Exercise M4.05

Hi, in the exercise notebook you provided this code to load the dataset and to create train and test set.

data, target = penguins[culmen_columns], penguins[target_column]
data_train, data_test, target_train, target_test = train_test_split(data, target, stratify=target, random_state=0)
range_features = {feature_name: (data[feature_name].min() - 1, data[feature_name].max() + 1)
                  for feature_name in data}

But this code is different from the code in the lecture before and creates actually different train test sets than in the lecture. Additionally in the solution to this exercise you use the code from the lecture. Above code snippet was really confusing and made the task quite difficult.

Point taken, it is better to be consistent indeed.

I don’t personally agree since this pattern was used before: we split the target from the data and then use train_test_split (as in the first module). The lecture shows an alternative: we use train_test_split on the full data and then the target from the data.

Is it this part that was confusing (even thought we are going to correct it anyway for consistency)?

Solved in FIX inconsistency while reading data in linear models exercise · INRIA/scikit-learn-mooc@9d5c40a · GitHub

After resynchronizing the notebooks in FUN, the changes should appear. Thanks for reporting.

Yes. I thought that this has to mean something important that i missed somehow and was then struggling to find it. Totally misinterpreted this inconsistency.
Many thx for all your helpful comments and solutions in the forum.

1 Like

Ah, I also wanted to comment on that, because I had the same issue.

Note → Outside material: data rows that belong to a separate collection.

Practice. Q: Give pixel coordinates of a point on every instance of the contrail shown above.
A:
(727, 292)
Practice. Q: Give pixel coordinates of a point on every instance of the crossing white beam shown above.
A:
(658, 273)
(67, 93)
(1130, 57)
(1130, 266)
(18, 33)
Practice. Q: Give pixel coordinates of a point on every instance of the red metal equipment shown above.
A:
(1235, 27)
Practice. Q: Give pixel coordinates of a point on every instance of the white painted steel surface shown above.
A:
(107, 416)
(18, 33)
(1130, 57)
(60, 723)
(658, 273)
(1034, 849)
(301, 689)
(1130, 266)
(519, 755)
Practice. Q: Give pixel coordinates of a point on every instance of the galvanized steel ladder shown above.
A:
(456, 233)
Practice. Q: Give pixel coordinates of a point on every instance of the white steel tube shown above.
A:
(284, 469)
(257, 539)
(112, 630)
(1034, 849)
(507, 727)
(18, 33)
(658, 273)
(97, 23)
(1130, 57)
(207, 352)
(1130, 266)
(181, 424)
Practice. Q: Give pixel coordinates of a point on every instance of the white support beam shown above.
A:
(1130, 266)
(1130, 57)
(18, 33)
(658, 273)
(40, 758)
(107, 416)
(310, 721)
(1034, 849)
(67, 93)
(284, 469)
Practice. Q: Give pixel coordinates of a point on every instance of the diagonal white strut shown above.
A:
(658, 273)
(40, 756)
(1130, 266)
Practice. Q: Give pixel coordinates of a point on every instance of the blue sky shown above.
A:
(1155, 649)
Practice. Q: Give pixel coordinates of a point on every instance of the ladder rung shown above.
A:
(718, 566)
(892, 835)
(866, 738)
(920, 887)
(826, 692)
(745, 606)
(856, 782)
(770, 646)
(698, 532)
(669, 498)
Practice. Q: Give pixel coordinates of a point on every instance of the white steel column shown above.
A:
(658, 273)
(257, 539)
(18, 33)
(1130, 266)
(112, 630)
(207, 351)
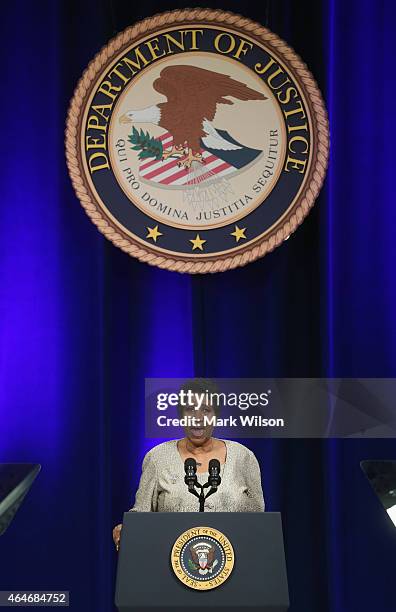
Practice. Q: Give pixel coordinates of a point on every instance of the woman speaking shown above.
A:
(162, 487)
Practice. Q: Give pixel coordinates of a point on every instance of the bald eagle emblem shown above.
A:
(191, 149)
(203, 558)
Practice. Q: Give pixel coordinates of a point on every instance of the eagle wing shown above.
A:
(211, 556)
(194, 556)
(192, 95)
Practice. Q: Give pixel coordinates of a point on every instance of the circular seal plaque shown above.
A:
(197, 140)
(202, 558)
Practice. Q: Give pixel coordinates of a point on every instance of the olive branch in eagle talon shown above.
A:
(192, 95)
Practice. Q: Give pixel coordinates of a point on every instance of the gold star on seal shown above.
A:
(153, 233)
(197, 243)
(239, 233)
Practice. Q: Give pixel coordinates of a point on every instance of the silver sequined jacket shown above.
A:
(162, 487)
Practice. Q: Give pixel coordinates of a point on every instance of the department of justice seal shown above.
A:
(197, 140)
(202, 558)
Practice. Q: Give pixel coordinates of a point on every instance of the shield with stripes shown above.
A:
(216, 164)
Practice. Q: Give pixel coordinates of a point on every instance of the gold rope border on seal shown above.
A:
(313, 182)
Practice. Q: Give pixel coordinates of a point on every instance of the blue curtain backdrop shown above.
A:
(82, 324)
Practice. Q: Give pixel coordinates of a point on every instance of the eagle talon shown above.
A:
(175, 151)
(190, 158)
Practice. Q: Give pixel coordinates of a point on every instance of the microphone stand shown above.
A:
(191, 481)
(201, 495)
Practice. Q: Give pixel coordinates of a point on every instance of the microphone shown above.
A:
(190, 468)
(214, 473)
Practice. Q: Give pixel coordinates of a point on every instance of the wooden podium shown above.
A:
(146, 580)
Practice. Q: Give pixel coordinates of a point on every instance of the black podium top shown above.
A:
(146, 580)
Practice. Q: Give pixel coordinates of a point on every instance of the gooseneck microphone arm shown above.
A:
(191, 480)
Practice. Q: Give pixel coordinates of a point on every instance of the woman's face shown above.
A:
(202, 429)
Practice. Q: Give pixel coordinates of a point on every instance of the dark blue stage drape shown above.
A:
(82, 324)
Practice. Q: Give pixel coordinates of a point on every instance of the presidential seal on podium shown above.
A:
(202, 558)
(197, 141)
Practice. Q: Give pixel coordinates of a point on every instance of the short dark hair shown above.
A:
(200, 385)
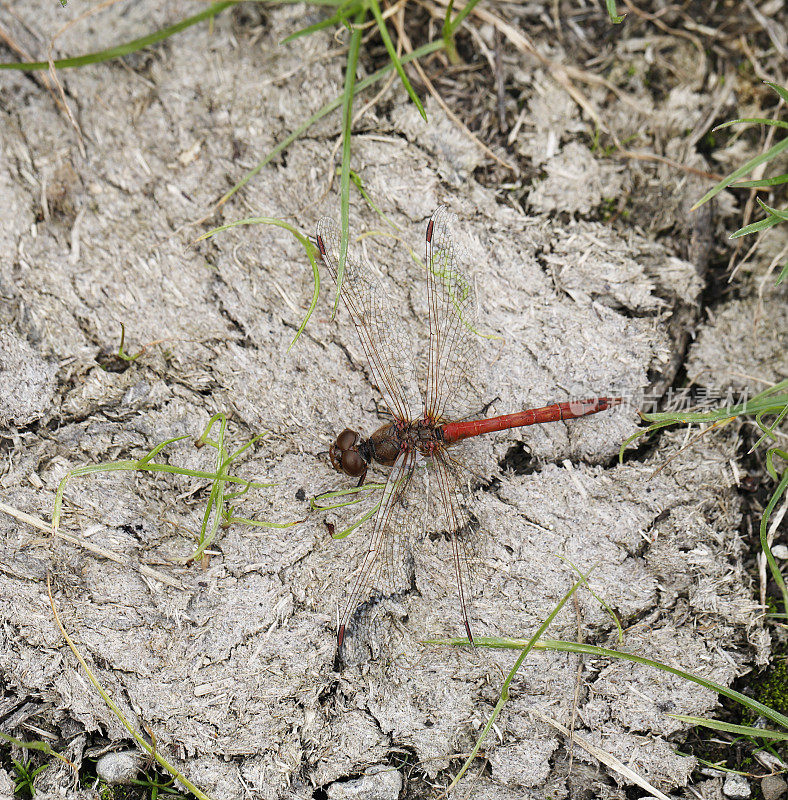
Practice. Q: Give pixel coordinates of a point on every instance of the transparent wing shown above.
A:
(449, 393)
(386, 567)
(384, 337)
(462, 541)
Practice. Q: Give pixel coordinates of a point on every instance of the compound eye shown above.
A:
(346, 439)
(353, 464)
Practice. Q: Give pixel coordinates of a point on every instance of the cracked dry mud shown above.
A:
(234, 671)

I guess, I should work with the updated files :slight_smile: Thanks for fixing it already!

@PiaBrinkmann great if our fix makes it less confusing for you as well.

Note: you can reset the notebook to the latest version by following How to go back to original version of a notebook?.

Note you will lose any modifications in your notebook, but for lesson notebooks I am guessing that you don’have that many modifications.